Resonance makes all C–O bonds equivalent (partial double bond character).
#### Electron Geometry: 3 bonding domains → Trigonal planar
#### Molecular Geometry: Trigonal planar
✔ Answer:
- Lewis Structure: Central C bonded to three O atoms; one double bond, two single bonds with negative charges; resonance structures.

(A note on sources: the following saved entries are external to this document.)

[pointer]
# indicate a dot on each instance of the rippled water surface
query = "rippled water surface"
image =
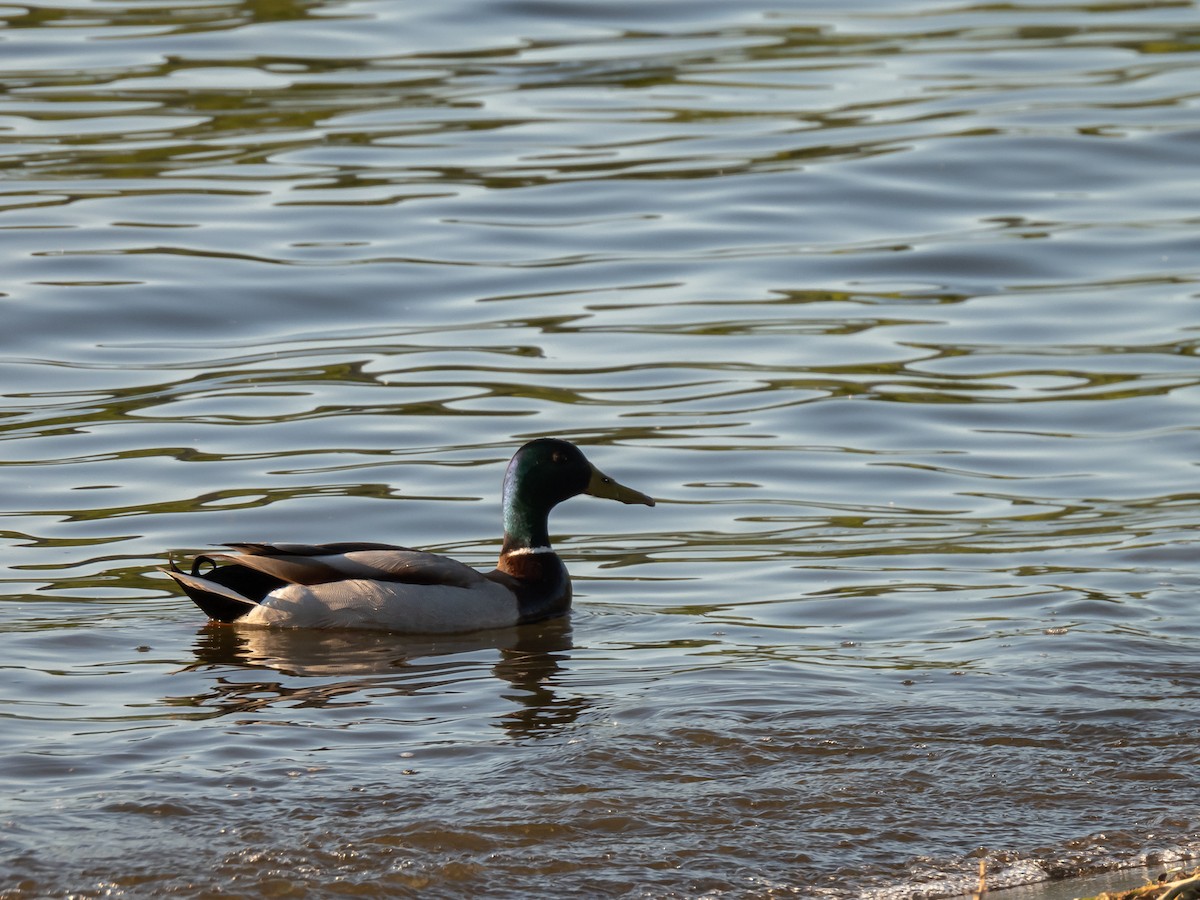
(893, 306)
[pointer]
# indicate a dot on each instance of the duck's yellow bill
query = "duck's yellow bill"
(612, 490)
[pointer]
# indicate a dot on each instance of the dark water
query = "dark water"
(893, 306)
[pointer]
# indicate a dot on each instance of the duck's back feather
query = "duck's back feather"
(324, 563)
(349, 586)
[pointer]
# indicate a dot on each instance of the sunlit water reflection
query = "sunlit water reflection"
(892, 307)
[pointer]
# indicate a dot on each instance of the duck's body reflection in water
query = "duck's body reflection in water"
(365, 666)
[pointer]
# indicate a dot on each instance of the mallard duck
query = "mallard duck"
(381, 586)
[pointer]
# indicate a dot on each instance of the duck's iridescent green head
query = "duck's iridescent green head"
(543, 474)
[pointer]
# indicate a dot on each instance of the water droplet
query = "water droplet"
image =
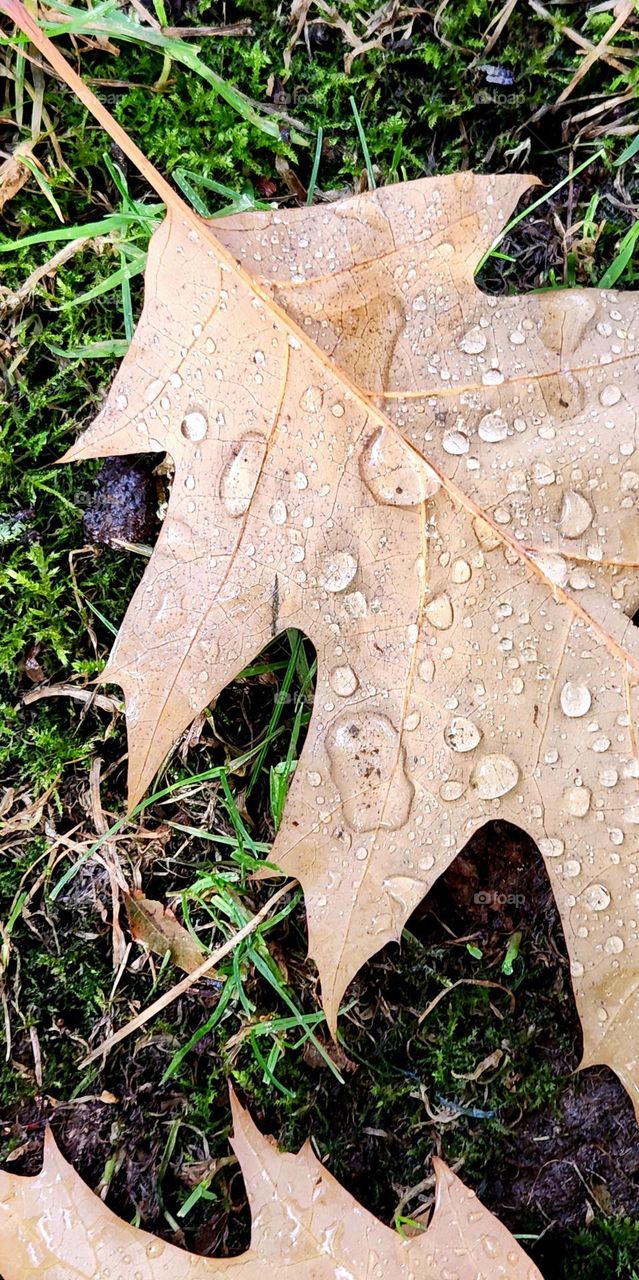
(439, 612)
(338, 572)
(456, 443)
(575, 699)
(278, 512)
(494, 776)
(393, 474)
(597, 897)
(240, 476)
(492, 428)
(195, 425)
(462, 735)
(610, 396)
(473, 342)
(460, 571)
(368, 767)
(614, 945)
(343, 681)
(576, 515)
(576, 800)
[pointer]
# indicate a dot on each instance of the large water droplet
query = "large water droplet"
(240, 475)
(576, 515)
(368, 767)
(462, 735)
(195, 425)
(575, 699)
(494, 776)
(439, 612)
(393, 474)
(338, 571)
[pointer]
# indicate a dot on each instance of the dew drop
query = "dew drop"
(439, 612)
(368, 767)
(575, 516)
(278, 512)
(473, 342)
(614, 945)
(597, 897)
(240, 475)
(494, 776)
(610, 396)
(492, 428)
(462, 735)
(460, 571)
(575, 699)
(195, 425)
(338, 571)
(456, 443)
(393, 474)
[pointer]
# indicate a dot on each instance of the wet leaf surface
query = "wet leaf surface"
(54, 1226)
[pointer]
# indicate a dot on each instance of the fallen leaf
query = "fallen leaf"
(158, 927)
(302, 1219)
(438, 488)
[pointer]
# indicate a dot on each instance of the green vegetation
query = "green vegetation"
(425, 105)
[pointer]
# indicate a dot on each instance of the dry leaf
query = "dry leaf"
(443, 498)
(304, 1220)
(156, 926)
(459, 679)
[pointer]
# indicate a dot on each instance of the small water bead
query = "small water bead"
(456, 443)
(614, 945)
(494, 776)
(597, 897)
(460, 571)
(462, 734)
(492, 428)
(338, 572)
(438, 611)
(393, 474)
(575, 699)
(576, 800)
(278, 512)
(573, 868)
(610, 396)
(343, 681)
(240, 475)
(368, 767)
(473, 342)
(608, 777)
(576, 515)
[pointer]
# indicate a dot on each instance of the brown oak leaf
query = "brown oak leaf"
(302, 1221)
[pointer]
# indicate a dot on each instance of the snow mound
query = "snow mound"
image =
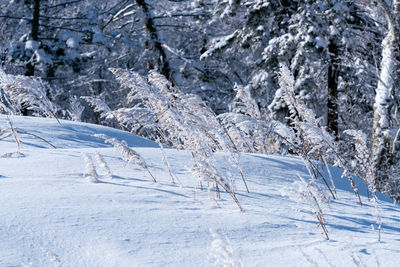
(52, 215)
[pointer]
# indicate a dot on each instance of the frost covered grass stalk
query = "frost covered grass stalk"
(362, 160)
(103, 164)
(128, 155)
(183, 122)
(306, 137)
(91, 173)
(18, 92)
(15, 133)
(222, 253)
(309, 193)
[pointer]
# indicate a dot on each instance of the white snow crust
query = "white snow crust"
(50, 215)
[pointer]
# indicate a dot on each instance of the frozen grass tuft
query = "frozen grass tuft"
(91, 173)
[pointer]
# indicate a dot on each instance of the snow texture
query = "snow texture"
(51, 216)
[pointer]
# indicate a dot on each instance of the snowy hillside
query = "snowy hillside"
(51, 215)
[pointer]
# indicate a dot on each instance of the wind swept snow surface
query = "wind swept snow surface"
(52, 215)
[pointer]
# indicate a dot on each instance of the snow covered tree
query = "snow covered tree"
(384, 148)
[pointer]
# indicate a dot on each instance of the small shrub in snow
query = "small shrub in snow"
(128, 155)
(103, 164)
(18, 92)
(310, 194)
(91, 173)
(184, 122)
(306, 137)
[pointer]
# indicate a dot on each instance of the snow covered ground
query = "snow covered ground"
(50, 215)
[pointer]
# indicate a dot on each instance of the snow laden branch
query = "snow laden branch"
(306, 137)
(129, 155)
(184, 122)
(18, 92)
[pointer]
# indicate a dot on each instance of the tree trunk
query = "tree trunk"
(332, 88)
(155, 41)
(381, 153)
(30, 66)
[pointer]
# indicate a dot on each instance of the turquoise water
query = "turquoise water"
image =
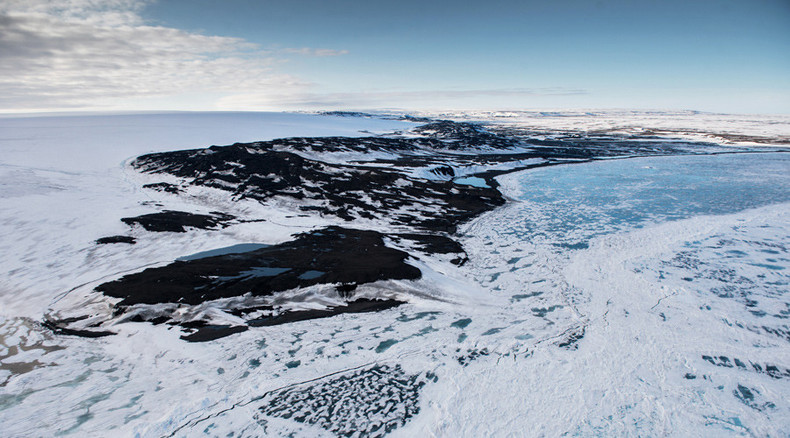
(472, 181)
(571, 204)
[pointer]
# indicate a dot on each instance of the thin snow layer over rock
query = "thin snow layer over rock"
(606, 298)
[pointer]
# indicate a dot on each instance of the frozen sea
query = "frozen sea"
(644, 296)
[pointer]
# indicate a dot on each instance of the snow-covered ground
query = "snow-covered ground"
(628, 297)
(726, 129)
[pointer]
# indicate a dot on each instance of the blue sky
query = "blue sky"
(721, 56)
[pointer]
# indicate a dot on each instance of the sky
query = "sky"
(284, 55)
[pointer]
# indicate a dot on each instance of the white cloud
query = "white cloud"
(92, 54)
(302, 99)
(307, 51)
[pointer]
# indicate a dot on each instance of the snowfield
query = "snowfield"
(601, 296)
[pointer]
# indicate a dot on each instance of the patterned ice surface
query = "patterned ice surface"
(608, 299)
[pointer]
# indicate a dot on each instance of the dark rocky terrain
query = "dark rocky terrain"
(398, 180)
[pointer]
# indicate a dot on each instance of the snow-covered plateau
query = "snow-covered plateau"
(578, 273)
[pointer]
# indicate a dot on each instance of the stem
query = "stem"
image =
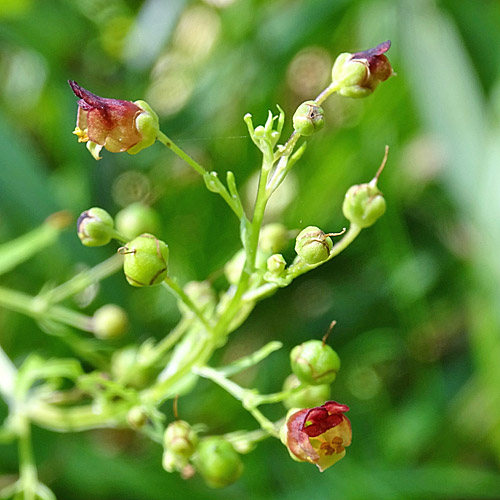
(180, 153)
(39, 308)
(8, 374)
(246, 396)
(84, 279)
(28, 479)
(332, 88)
(171, 285)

- Molecular Structure: Trigonal planar
- Molecular Geometry: Trigonal planar
---
✔ Final Table Summary:
| Molecular Formula | Lewis Structure | Molecular Structure | Molecular Geometry |
|-------------------|------------------|----------------------|--------------------|
| H₂O | O with two single bonds to H and two lone pairs | Tetrahedral (electron) | Bent |
| SO₃ | S with three double bonds to O (no lone pairs on S) | Trigonal planar | Trigonal planar |
| HCN | H–C≡N with lone pair on N | Linear | Linear |
| SiCl₄ | Si bonded to four Cl atoms (each Cl has 3 lone pairs) | Tetrahedral | Tetrahedral |
| CO₃²⁻ | Resonance: C with one double bond and two single bonds to O⁻ | Trigonal planar | Trigonal planar |
---
📌 Note: For drawing, you should sketch:
- Dots for lone pairs
- Lines for bonds
- Include formal charges if needed (especially in CO₃²⁻ and SO₃)
Let me know if you'd like a visual version of the Lewis structures!
Parent Tip: Review the logic above to help your child master the concept of molecular geometry worksheet.